Pour le moment, il est difficile de savoir qui dit vrai dans ce duel. Toutefois, ce qui est sûr, à moins d'une entente de dernière minute, c'est que les traversiers resteront à quai au moins jusqu'à jeudi, date prévue de la dernière assemblée.

Au cours des cinq prochains jours, les 150 officiers mécaniciens et de navigation en grève illimitée depuis mardi devront se prononcer sur la dernière offre patronale. Ils auront alors à trancher s'ils acceptent l'offre et, par la suite, si la grève se poursuit ou non. 

Joint par Le Soleil samedi, le président-directeur général de la STQ, Jocelyn Fortier, se disait déçu que les trois jours de négociation aient échoué. «On espérait avoir une entente avec le syndicat ou à tout le moins qu'on pourrait réussir à l'émouvoir pour qu'il démontre un peu d'empathie pour offrir un service minimum de base à la population des régions de Québec et de Sorel-Tracy.»

Selon M. Fortier, la STQ a fait un bout de chemin en démontrant de l'ouverture, en bonifiant son offre finale déposée le 5 octobre. Les nouvelles propositions visent notamment l'augmentation de la prime de disponibilité de nuit pour les officiers de L'Isle-aux-Coudres et la prime d'expérience. Toutefois, il déplore le fait que le syndicat ait réagi en présentant de nouvelles demandes. 

«Le syndicat ne veut absolument pas montrer d'empathie. Il devient impossible de négocier avec eux si à chaque nouvelle rencontre ils majorent leurs demandes. Ils n'évoluent pas», souligne-t-il. «Nous ne pouvons accepter que la population soit ainsi prise en otage. En 33 ans à la STQ, je n'ai jamais vu ça, déclencher une grève générale illimitée avant même d'avoir commencé sérieusement à négocier. Tout ce qu'on peut espérer, maintenant, c'est que nos employés fassent appel à leur sens des responsabilités et leur bonne volonté...»
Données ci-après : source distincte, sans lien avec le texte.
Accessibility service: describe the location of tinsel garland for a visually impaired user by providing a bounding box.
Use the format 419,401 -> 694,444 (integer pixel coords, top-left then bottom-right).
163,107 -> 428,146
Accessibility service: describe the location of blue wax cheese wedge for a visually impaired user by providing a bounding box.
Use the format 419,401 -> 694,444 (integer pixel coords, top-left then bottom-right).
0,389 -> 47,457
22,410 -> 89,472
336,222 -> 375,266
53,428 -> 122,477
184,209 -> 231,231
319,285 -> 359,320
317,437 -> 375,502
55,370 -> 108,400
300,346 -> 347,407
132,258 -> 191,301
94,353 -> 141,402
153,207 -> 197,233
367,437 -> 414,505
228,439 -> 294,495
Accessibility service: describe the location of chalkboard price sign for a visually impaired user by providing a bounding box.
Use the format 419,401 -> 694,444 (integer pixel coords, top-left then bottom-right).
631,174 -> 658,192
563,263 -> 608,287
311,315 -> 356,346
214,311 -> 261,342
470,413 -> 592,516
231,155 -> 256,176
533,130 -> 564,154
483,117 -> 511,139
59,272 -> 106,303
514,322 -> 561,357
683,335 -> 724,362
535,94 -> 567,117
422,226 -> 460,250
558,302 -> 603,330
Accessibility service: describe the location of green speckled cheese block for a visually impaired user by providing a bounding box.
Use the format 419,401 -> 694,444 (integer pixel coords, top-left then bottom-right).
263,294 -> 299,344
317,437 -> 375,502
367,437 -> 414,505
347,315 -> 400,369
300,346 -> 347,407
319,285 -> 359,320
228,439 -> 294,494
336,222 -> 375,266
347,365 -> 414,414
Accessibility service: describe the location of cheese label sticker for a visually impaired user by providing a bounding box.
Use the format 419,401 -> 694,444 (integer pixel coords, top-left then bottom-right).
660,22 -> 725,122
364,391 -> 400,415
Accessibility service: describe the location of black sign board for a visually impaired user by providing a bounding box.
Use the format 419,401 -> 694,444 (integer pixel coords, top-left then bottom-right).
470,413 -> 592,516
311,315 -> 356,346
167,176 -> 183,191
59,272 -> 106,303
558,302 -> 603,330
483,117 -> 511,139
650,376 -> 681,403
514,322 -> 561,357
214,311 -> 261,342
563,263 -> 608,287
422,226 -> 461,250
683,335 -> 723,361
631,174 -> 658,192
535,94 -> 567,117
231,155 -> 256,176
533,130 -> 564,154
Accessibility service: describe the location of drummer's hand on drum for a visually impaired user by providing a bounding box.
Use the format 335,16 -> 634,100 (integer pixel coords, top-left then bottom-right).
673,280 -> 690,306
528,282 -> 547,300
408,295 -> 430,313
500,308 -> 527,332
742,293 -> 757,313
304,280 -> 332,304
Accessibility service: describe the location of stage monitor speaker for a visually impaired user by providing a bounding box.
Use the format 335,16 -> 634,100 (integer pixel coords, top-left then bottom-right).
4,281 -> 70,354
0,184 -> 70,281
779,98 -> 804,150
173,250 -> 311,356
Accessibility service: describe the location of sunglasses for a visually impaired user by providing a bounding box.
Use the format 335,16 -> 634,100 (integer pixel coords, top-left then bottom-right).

Du côté du syndicat, on juge qu'il n'y a pas eu de place pour la négociation samedi. L'employeur se serait présenté à la table de négociation avec une «offre globale et finale». «C'est le gouvernement qui a mis fin aux discussions», commente une porte-parole. «Nous n'avons pas rompu la table», assure-t-elle.

Vote(s) jeudi

Jeudi, ce sont les employés de Québec qui auront à se prononcer sur leur avenir. Dans l'avis de convocation qu'ils ont reçu, et dont Le Soleil a obtenu copie, le syndicat écrit : «Nous procéderons ensuite à un vote secret pour l'acceptation de cette offre ou la continuité de la grève». La lettre laisse sous-entendre qu'il n'y a qu'un vote qui aura lieu lors des assemblées.

Toutefois, le syndicat nous assure que deux votes sont au menu pour chaque assemblée. Un premier vote sur «l'offre déposée par l'employeur» et un second pour une «grève générale illimitée ou une grève synchronisée avec le front commun du secteur public, ce qui veut dire les mêmes journées que les infirmiers, enseignants...»

Questionnée sur la raison pour laquelle il n'était aucunement question des deux votes dans la missive envoyée aux syndiqués, la porte-parole n'était pas en mesure de fournir d'explication. 

Samedi, les deux parties n'ont pas voulu se prononcer sur les points qui achoppent.

Lévis veut la reconnaissance d'un «service essentiel»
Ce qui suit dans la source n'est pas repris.